Abstract: Self-binding in Bose-Bose mixtures has received lots of theoretical [1] and experimental [2] attention in the recent years, and a few studies also discussed Bose-Fermi droplets [3]. Fermi-Fermi mixtures with zero-range interspecies attraction, however, are not expected to display self-bound states, since the fermions of one species should overcome a strong Pauli pressure to bind the fermions of the other. This repulsion is, in fact, the fundamental mechanism that provides stability of Fermi mixtures along the BCS-BEC crossover, in which the dimers repel and do not form larger clusters [4]. In our work [5], we find that a 1D Fermi-Fermi mixture with sufficiently large mass imbalance can form a self-bound state in the thermodynamic limit. This result elaborates our previous few-body analyses [6], and is based on a mean-field theory in which the heavy fermions are described within the Thomas-Fermi approximation, which is exact in the limit of large mass ratios. We are also extending our theory towards the 2D case, which is complicated by the same scaling with length of the kinetic energy and of the interaction energy of the system [7]. Our work sets the basis for understanding liquid-like states in fermionic gases.
References
[1] D. S. Petrov, Quantum Mechanical Stabilization of a Collapsing Bose-Bose Mixture, Phys. Rev. Lett. 115, 155302 (2015).
[2] C. R. Cabrera, et al., Quantum liquid droplets in a mixture of Bose-Einstein condensates, Science 359, 301 (2018).
[3] D. Rakshit, et al., Self-bound Bose–Fermi liquids in lower dimensions, New J. Phys. 21, 073027 (2019); T. Karpiuk, et al., Bistability of Bose–Fermi mixtures, New J. Phys. 22, 103025 (2020).
[4] D. S. Petrov, C. Salomon, and G. V. Shlyapnikov, Weakly bound dimers of fermionic atoms, Phys. Rev.

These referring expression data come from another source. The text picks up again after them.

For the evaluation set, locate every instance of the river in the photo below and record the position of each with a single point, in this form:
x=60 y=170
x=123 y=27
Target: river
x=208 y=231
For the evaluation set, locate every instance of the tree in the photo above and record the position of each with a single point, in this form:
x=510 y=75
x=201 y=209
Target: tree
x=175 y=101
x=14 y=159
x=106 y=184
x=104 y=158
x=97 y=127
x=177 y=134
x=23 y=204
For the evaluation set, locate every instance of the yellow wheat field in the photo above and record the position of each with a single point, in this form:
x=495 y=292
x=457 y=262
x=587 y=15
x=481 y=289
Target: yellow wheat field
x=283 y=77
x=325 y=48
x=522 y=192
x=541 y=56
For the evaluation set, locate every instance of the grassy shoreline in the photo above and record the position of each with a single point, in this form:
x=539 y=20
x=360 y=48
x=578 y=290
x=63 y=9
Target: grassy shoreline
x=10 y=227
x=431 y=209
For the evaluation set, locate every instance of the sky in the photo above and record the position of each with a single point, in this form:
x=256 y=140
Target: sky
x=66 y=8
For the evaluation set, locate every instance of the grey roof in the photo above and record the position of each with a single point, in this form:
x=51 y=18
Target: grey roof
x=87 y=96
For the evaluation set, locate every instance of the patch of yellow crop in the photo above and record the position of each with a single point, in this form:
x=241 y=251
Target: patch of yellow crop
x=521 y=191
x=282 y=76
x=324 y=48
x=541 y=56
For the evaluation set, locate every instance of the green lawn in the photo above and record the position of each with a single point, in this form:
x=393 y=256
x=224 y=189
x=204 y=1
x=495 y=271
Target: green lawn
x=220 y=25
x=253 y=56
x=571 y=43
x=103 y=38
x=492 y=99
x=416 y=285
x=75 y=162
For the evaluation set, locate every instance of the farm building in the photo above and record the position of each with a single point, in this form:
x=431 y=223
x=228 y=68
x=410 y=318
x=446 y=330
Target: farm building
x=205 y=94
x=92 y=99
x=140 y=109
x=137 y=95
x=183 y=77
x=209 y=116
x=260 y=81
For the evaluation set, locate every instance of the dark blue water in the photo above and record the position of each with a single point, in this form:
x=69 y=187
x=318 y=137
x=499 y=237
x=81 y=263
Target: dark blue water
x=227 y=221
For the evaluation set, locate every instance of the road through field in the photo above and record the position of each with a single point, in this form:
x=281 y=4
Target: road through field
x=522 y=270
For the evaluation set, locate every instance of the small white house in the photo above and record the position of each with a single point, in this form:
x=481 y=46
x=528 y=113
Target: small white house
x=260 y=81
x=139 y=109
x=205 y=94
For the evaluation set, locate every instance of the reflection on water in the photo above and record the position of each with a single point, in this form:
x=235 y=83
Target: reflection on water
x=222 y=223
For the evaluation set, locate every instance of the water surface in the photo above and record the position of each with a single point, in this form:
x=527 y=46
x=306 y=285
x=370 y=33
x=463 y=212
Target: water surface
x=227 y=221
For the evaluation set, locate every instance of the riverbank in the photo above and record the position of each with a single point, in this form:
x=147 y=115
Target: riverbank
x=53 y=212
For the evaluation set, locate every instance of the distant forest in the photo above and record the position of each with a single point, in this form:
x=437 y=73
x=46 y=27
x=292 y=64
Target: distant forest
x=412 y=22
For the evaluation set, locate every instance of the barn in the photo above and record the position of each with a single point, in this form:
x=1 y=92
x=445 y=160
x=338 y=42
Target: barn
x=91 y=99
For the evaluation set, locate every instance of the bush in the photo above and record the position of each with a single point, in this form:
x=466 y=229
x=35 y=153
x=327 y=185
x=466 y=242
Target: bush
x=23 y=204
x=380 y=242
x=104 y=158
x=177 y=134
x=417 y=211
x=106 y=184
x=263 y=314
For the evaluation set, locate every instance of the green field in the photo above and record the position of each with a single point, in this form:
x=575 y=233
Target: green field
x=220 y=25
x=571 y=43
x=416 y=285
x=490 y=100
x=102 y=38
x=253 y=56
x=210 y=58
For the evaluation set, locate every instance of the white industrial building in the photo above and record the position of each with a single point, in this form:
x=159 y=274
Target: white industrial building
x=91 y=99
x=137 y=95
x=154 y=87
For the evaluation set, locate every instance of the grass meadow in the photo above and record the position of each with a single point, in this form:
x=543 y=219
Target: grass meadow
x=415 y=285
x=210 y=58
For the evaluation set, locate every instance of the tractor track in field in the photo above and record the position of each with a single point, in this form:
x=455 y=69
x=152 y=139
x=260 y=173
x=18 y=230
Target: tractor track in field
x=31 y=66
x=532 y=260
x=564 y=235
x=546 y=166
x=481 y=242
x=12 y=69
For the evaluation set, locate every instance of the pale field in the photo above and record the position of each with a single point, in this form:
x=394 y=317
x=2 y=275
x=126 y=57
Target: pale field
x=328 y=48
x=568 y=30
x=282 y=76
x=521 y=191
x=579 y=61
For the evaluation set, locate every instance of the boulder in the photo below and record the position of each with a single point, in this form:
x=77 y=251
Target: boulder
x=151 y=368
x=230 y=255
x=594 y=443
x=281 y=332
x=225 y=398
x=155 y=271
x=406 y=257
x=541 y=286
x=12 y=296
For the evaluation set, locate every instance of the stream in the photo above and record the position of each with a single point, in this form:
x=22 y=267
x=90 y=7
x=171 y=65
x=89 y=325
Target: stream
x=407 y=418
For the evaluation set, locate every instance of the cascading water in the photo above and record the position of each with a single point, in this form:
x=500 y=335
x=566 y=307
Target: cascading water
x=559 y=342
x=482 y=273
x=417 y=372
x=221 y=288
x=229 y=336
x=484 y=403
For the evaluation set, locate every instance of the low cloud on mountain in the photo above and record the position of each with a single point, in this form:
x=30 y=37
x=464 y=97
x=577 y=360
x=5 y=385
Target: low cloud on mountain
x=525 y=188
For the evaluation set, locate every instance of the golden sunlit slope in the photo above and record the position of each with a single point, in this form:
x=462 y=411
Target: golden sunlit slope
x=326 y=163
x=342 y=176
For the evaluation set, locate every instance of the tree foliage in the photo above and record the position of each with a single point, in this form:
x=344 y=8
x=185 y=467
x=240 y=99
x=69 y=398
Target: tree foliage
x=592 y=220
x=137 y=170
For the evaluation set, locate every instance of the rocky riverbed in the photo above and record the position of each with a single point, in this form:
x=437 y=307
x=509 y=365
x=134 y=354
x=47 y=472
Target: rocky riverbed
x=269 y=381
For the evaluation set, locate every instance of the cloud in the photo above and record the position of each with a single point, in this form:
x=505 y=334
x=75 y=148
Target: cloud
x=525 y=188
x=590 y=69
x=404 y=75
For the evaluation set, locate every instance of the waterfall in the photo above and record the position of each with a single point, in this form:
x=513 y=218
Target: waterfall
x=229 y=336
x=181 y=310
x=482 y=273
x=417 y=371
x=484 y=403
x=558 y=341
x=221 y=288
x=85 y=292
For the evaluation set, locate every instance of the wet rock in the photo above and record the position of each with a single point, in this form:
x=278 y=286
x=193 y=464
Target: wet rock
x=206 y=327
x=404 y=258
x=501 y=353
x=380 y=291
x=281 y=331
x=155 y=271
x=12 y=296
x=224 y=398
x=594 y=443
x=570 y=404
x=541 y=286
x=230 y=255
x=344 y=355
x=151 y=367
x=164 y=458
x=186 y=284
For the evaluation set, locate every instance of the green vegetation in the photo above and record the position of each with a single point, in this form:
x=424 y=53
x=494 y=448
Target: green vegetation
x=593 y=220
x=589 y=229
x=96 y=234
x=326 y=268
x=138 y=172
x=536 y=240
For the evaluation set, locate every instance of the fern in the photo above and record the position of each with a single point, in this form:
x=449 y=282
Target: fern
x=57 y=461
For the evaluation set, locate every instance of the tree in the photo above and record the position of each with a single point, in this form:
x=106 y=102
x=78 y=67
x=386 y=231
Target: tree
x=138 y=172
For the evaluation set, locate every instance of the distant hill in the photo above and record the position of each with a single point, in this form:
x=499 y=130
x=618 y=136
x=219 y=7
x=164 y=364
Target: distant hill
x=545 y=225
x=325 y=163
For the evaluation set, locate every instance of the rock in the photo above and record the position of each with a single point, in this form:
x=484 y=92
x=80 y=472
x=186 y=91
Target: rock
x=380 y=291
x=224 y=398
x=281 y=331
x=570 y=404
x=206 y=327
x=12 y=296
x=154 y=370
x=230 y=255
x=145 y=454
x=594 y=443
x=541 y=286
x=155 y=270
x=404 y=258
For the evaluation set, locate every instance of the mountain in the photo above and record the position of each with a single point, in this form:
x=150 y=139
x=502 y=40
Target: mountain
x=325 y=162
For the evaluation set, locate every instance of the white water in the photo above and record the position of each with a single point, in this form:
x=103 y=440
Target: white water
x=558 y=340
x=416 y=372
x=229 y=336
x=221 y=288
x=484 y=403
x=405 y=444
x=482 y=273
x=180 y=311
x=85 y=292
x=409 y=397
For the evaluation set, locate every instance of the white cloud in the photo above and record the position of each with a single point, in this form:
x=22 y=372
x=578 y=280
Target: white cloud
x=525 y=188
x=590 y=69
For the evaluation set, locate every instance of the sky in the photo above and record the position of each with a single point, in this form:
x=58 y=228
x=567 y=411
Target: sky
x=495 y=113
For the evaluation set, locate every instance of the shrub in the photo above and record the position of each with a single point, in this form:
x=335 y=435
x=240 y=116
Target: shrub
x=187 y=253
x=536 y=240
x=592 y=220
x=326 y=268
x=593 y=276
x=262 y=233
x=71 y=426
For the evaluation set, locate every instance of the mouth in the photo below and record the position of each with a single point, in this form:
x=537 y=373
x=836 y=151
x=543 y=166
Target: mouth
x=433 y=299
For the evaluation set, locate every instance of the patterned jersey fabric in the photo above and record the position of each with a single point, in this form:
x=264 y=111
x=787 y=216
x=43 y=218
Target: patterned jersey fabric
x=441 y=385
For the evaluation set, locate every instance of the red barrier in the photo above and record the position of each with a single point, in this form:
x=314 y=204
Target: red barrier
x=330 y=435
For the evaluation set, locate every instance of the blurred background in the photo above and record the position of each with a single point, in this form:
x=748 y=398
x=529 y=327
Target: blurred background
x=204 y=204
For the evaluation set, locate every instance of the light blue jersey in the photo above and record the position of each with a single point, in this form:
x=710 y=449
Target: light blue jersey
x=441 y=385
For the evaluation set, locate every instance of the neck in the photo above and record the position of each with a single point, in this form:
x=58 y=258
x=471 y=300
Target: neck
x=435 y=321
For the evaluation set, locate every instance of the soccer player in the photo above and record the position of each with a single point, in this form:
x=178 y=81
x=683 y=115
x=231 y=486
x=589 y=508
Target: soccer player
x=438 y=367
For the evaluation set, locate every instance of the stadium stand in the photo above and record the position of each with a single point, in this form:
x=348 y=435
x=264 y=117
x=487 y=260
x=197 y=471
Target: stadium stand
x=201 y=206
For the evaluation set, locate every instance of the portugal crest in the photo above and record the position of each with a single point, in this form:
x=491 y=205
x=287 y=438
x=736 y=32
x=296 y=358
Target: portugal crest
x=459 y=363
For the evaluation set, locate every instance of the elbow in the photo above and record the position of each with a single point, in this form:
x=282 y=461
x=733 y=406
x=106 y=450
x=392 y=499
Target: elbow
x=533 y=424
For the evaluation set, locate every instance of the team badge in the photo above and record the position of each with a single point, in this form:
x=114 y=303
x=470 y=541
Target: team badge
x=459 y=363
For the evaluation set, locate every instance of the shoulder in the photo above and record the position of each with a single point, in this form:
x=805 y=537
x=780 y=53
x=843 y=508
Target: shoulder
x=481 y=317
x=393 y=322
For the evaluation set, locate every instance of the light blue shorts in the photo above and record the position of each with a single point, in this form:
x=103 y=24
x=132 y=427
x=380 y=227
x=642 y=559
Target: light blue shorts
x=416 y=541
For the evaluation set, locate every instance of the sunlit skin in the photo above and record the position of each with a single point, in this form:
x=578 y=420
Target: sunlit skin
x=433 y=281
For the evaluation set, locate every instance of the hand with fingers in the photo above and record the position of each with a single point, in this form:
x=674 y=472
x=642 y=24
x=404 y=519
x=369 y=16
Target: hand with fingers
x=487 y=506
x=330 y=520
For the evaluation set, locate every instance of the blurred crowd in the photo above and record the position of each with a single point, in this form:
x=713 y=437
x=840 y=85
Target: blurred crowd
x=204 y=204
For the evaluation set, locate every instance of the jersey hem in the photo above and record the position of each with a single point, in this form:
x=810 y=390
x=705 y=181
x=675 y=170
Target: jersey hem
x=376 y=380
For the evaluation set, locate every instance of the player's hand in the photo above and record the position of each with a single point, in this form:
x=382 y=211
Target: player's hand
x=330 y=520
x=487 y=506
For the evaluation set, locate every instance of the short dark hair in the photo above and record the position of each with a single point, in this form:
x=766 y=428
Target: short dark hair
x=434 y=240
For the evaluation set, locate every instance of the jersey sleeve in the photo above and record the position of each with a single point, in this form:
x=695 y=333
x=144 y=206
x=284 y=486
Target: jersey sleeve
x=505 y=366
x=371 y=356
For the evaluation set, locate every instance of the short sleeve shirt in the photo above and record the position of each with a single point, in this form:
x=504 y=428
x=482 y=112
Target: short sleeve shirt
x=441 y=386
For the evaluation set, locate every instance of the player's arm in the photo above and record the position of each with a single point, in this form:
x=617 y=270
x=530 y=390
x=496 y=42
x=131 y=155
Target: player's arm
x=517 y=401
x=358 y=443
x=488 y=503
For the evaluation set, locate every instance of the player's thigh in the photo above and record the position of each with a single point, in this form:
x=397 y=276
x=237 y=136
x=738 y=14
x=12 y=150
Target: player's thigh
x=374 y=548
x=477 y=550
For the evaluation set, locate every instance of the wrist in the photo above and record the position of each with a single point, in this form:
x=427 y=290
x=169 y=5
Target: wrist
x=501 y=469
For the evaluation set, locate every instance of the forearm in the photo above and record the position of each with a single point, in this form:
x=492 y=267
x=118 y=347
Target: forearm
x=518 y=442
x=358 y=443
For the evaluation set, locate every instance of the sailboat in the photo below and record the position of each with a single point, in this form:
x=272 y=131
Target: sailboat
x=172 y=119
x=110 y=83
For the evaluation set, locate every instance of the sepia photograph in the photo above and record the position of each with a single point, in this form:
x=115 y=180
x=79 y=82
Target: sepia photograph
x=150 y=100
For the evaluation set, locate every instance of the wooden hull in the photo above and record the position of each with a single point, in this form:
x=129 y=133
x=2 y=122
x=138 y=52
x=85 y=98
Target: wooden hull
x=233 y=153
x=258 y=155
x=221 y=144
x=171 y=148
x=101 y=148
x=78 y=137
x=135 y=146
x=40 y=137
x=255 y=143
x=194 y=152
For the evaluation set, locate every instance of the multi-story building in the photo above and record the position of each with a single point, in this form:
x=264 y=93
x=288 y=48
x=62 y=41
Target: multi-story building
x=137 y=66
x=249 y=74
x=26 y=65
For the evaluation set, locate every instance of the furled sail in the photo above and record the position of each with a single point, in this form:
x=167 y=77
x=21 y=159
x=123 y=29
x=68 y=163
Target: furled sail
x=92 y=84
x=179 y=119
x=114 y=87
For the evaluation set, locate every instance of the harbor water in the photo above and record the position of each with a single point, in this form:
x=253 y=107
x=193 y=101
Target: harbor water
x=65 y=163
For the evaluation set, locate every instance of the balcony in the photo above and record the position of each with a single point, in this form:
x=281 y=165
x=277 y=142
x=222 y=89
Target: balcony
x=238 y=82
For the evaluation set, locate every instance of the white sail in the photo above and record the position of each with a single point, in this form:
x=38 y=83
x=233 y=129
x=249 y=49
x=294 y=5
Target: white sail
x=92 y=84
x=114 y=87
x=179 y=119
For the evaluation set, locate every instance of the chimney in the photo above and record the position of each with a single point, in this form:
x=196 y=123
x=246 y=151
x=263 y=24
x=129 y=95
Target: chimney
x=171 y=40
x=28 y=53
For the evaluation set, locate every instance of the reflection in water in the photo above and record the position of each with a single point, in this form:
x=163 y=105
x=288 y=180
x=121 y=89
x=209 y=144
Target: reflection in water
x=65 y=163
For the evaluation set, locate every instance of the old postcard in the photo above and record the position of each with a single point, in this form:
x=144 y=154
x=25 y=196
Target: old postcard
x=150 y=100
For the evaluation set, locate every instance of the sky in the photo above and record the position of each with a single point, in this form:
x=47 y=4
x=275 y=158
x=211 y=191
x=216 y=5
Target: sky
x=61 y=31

Lett. 93, 090404 (2004).
[5] J. Givois, A. Tononi, and D. S. Petrov, Self-binding of one-dimensional fermionic mixtures with zero-range interspecies attraction, arXiv:2207.04742 , accepted for publication on SciPost Physics.
[6] A. Tononi, J. Givois, and D. S. Petrov, Binding of heavy fermions by a single light atom in one dimension, Phys. Rev. A 106, L011302 (2022).
[7] J. Givois, A. Tononi and D. S. Petrov, in preparation (2023).